GitHub - K1-R1/smoosh: One command. Every doc. Smooshed. Pure bash CLI for RAG ingestion.

Turn any git repo into AI-ready context — for NotebookLM, Claude Projects, ChatGPT, or your own RAG pipeline. Pure bash, zero dependencies.

Quick Start · Why smoosh? · Features · Installation · Uninstall · Usage · AI Tools · Agent / CI · Config Reference · FAQ

Quick Start

# Install
brew install K1-R1/tap/smoosh

# In any git repo:
smoosh           # docs only (default)
smoosh --code    # docs + code files
smoosh --all     # everything tracked by git

Output lands in _smooshes/ — chunked, verified .md files ready to drop into your AI tool of choice.

Why smoosh?

AI tools are powerful when they have the right context. The hard part is getting an entire codebase into them — in the right format, within token limits, without accidentally including secrets. smoosh handles all of that in one command.

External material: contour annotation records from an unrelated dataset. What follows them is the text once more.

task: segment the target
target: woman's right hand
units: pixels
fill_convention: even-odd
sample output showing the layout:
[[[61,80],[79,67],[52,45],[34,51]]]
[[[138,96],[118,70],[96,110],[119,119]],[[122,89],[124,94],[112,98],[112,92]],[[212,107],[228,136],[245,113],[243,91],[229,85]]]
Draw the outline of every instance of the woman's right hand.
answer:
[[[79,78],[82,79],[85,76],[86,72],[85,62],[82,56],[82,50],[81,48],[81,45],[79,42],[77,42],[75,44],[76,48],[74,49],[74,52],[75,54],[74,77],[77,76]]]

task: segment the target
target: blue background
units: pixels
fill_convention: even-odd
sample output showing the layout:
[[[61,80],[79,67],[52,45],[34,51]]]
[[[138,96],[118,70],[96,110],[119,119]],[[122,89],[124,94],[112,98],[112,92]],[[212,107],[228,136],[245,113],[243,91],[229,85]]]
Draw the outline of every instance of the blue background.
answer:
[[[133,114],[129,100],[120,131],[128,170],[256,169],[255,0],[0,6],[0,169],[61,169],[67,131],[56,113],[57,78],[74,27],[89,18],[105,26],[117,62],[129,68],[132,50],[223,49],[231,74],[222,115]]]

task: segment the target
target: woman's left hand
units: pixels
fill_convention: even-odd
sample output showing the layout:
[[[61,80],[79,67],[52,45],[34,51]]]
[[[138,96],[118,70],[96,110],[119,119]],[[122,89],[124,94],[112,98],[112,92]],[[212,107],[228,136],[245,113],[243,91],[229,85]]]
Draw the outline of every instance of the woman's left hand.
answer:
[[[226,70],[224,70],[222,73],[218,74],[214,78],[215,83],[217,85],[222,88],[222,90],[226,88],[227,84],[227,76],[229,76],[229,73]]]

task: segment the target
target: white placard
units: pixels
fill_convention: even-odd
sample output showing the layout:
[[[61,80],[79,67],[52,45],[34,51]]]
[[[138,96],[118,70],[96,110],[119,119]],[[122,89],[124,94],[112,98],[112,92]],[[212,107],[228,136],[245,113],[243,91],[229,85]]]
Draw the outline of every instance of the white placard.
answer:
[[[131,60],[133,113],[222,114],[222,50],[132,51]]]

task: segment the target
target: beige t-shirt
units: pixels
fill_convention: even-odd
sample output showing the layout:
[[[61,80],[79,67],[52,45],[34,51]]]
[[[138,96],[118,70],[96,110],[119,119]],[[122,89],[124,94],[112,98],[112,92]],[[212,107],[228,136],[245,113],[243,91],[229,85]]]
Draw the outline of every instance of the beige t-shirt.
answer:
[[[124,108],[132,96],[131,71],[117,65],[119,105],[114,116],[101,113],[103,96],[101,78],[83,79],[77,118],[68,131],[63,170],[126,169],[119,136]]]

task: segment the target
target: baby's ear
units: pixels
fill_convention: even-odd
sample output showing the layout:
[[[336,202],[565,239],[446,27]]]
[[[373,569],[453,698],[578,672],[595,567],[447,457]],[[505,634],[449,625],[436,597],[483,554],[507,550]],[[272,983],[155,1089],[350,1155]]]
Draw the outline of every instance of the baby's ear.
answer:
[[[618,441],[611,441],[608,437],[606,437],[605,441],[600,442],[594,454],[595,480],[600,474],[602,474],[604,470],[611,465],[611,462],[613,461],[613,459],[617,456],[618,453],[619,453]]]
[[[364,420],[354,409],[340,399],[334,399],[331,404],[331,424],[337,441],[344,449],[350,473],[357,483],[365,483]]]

Understand your codebase in plain language. Upload smoosh output to NotebookLM and ask questions about architecture, module boundaries, or what that obscure utility actually does. Technical knowledge becomes accessible to everyone on the team — not just the people who wrote the code. Product, design, and leadership get answers without reading source files.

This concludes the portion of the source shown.